指定市町村事務受託法人の指定が行われていない県(47都道府県中9県)( WAM.NET独立行政法人福祉医療機構HPより)
青森県
岩手県
山形県
栃木県
群馬県
滋賀県
鳥取県
山口県
徳島県
指定市町村事務受託法人の認定調査員の要件については、当初は介護支援専門員の資格が必要でしたが、指定市町村事務受託法人の場合は認定調査業務とケアマネージメント業務の兼務ができないため、介護支援専門員資格を持った方の応募が少ないという問題がありました。
そのため、市区町村からは指定市町村事務受託法人の認定調査員の要件緩和の要望が出されていましたが、令和2年4月1日から「要介護認定および要支援認定に係る認定調査を指定市町村事務受託法人に委託する場合において、介護支援専門員資格以外に、保健、医療又は福祉に関する専門知識を有するものを追加する」と規則が改正されました。

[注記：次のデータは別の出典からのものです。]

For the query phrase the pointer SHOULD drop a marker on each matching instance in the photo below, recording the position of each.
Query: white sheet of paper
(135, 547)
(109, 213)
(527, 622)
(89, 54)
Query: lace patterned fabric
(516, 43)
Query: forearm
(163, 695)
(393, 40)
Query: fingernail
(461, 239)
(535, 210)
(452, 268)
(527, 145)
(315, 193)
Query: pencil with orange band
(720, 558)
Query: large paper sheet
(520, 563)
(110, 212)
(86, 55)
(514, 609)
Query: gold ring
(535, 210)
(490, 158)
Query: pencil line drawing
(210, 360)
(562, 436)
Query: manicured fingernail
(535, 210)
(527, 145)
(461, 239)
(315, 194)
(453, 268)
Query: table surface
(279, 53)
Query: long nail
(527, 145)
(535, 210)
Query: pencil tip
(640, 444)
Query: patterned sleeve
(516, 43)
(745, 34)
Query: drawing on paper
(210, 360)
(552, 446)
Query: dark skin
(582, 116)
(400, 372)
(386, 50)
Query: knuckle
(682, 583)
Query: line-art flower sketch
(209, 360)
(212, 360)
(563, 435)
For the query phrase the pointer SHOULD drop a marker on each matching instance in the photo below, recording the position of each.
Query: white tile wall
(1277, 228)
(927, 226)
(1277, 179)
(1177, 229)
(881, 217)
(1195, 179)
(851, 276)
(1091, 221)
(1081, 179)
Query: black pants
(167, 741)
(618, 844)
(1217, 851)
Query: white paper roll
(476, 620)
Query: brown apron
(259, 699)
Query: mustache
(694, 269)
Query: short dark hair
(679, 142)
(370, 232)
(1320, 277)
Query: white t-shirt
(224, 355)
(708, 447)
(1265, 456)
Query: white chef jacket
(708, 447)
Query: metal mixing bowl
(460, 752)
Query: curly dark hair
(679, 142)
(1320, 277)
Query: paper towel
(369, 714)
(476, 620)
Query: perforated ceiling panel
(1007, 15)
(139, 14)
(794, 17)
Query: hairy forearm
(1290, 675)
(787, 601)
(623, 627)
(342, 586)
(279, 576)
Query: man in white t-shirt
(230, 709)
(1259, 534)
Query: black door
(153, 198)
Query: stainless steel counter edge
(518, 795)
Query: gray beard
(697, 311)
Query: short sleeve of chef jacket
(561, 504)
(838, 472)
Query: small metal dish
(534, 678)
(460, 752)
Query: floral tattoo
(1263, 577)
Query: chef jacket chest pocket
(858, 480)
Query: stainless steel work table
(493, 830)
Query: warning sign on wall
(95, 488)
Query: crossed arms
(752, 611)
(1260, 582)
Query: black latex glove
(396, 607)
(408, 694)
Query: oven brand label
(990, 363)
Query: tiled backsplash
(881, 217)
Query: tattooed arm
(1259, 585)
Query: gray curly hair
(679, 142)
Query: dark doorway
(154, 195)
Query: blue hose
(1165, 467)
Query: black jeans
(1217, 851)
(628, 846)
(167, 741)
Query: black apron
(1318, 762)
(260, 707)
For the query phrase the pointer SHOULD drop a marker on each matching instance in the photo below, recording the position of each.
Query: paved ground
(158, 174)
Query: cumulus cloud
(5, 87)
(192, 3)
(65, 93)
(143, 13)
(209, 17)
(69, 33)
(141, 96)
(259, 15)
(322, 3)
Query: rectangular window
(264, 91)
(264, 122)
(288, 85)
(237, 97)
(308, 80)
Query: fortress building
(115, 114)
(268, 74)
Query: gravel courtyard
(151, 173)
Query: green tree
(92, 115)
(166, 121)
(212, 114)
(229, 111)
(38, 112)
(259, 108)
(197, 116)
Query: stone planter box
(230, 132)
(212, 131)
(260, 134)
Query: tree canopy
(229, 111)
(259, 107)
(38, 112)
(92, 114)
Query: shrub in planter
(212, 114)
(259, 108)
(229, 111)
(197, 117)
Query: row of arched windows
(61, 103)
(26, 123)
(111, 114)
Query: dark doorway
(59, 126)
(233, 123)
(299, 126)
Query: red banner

この改正により指定市町村事務受託法人の場合は必ずしも介護支援専門員の資格は必要がなくなり、認定調査員の間口が広がりましたが、更に今回、指定市町村事務受託法人の認定調査員の具体的な要件について、令和7年11月20日付で規則が改正・発出されました。
厚労省老健局からの令和7年11月20日付け通知
厚労省老健局からの令和7年11月20日付け通知(抜粋) (赤アンダーライン部が改正・変更部分)
(この規則は令和8年4月1日から適用されます。)



これにより、指定市町村事務受託法人で認定調査業務を行うのであれば介護支援専門員資格の更新をしなくてもすみ、
何らかの都合で市町村直営の認定調査員を辞めた方なども調査業務ができることになります。
要介護・要支援認定申請(新規、更新、区分変更)書類の様式・文章の一部変更
この他に、今回の改正では要介護・要支援認定申請(新規、更新、区分変更)書類の様式・文章の一部が変更になりました。赤アンダーライン部分が変更箇所。
新 旧

まとめ
令和7年11月20日付で厚労省老健局から「要介護認定等に実施についてー要介護認定に係る調査の実施者について」内容の改正があり、令和8年4月1日から実施するとの通知があった。
1.内容は、市町村が委託する「指定市町村事務受託法人の認定調査員の要件」についての改正で、指定市町村事務受託法人が行う認定調査は介護支援専門員が行うのが基本だが、保健、医療又は福祉に関する専門知識を有する者の認定調査も可能で、その具体的な資格や実務経験の年数などが提示された。
2.要介護・要支援認定申請(新規、更新、区分変更)書類の様式の一部が変更になり、既存の「調査内容や主治医意見書などを関係者に提示することの同意文」の一部が変更された。